Malicious Hackers Go to Great Lengths to Hide their Identities, And the Nature of the Internet Makes it Simple.
“On the Internet, nobody knows you’re a dog.”
That saying has been making its way around the Web since 1993, longer than the majority of the world’s two billion Internet users have been online. It speaks a central truth about the Internet: it’s a great tool for helping people become anonymous. Security professionals and law enforcement agents have always been painfully aware of this problem, which is why so few malware creators, phishers and malicious hackers are ever brought to justice. Due to the relative simplicity of masking identities and working through multiple layers of proxies, it’s usually not even clear in whose geographic jurisdiction an attack originated.
There are ways to figure out roughly where somebody is on the network. Databases that map IP addresses to geographical locations exist, and, to a certain extent, country-code top-level domains — ccTLDs like .de, .uk and .in — indicate a possible location of an Internet resource. Blocking IP address ranges based on malicious behavior is standard network security practice, but it cannot reliably pinpoint perpetrators. And it does not map well to domain names.
Periodically, attempts are made to assign risk profiles to nations based on the activities observed in their ccTLDs. Research reports are published, often based on limited sample sizes that point to certain top-level domains as “riskier” than others. In turn, this associates a country with the malicious activities that take place under its domain. This is almost useless when attempting to discover the location of bad Internet actors. Malicious hackers these days work off a business model, and they pick domains at the lowest price, or with the fewest controls. When domains are expected to be quickly blocked, they become disposable, and price is then more important than relevance to content. Geography and registry policies have little impact on which ccTLDs the bad guys will abuse.
A recent report from the Anti-Phishing Working Group (APWG) noted that phishers are increasingly using free sub-domain services, URL shorteners and compromised hosts to channel their attacks. The APWG found that 183 separate top-level domains were used in phishing attacks in the second half of 2010. That’s about two thirds of the total number of TLDs currently available. The choice of TLD was largely irrelevant when it came to apportioning culpability on a country-by-country basis.
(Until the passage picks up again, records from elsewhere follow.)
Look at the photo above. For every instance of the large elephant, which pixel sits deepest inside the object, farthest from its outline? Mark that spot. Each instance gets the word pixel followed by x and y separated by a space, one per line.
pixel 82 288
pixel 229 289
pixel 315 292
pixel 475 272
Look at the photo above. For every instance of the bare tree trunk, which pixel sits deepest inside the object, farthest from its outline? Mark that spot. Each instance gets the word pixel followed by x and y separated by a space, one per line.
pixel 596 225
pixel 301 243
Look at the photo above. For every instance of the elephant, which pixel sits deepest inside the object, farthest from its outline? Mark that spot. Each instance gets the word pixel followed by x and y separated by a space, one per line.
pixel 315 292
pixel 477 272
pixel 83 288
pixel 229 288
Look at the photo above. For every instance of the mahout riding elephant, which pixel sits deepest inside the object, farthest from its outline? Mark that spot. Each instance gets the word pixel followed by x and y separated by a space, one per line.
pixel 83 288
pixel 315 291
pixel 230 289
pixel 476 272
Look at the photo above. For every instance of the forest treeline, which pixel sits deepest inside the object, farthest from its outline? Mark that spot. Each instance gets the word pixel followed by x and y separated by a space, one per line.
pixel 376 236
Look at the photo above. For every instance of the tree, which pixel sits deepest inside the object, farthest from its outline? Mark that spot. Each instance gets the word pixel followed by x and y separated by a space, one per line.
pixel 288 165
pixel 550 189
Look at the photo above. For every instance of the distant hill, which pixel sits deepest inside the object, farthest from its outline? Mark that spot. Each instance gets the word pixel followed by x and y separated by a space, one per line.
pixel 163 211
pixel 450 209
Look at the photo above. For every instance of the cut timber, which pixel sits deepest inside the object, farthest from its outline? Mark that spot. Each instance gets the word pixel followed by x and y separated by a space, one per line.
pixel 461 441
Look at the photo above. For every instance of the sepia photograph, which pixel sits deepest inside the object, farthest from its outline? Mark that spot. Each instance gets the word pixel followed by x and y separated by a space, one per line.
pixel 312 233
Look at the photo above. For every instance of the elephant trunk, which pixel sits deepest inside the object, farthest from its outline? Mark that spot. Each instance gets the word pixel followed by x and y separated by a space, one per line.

For example, Thailand’s .th was found to have 12.6 affected domains for every 10,000 domains registered; it was the most phishing-saturated TLD by a considerable margin. Close investigations, though, showed that was almost entirely due to attackers taking advantage of compromised Web servers in universities and government agencies, rather than domains registered specifically for use in phishing.
Similarly, the Cocos (Keeling) Islands (.cc), an Australian territory in the Indian Ocean, and Tokelau (.tk), a tiny island in the South Pacific, have far more numerous incidents of phishing in their ccTLDs than their modest populations would suggest. In the case of .tk, this is because the registry offers second-level domains for free – which has, incidentally, made it the third-largest ccTLD by volume after Germany and the UK. For Cocos’ .cc, it has been plagued by phishers due to services offered by a separate company, based in Korea, which offers extremely cheap domains in bulk at the third level under the unofficial extension .co.cc. Sub-domain services using second-level domains accounted for 22% of all phishing domains in the second half of last year, the APWG found.
As well as price, another reason for the popularity of such services may be surprising. Not only are phishers not very selective about which TLD they abuse, they are also not particularly interested in obtaining misleading domain names. The APWG has found that only 9% of phishing domains use a variant or misspelling of the brand they are attempting to imitate at the second level. Instead, phishers have found that using an IP address or placing the brand at the third level, such as brand.example.com, or in a directory, such as example.com/brand, is usually sufficient to mislead victims into clicking links and handing over their confidential information. Symantec reported in June this year that the number of phishing runs that advertise an IP address rather than a domain name increased by 15%. For brands proactively monitoring domain registrations for abuse, these tactics are a lot harder to track down.
Fraudulent domain registrations and malicious domain usage are therefore not particularly good indicators of the origin of attacks. The same is true of botnet-based attacks. Until the command and control centers have been traced and the bot-herder apprehended, it’s not possible to make more than a broad inference of the attacker’s likely location. The fact that most bots can be found in the U.S. does not necessarily indicate that the attacker also lives there. If a botnet is mostly spread in, say, Korea, then it is possible to assume that the attacker can at least speak Korean. According to Symantec’s research, some of the so-called BRIC economies (specifically, Brazil, India and Russia) have some of the highest botnet infection rates in the world. This does not necessarily indicate that the attackers come from those countries; it’s likely due in part to the rapidly growing Internet user communities in those countries, where usage is increasing but education and general security savvy lags.
Ultimately, while attempts to map the sources of attacks may make good headlines and provide interesting, high-level context for security and Internet usage trends, they are of limited utility when it comes to actually figuring out where the bad guys call home. Malicious hackers usually go to great lengths to hide their identities and the research shows that top-level domains are not the best way to pinpoint the world’s cybercrime hubs.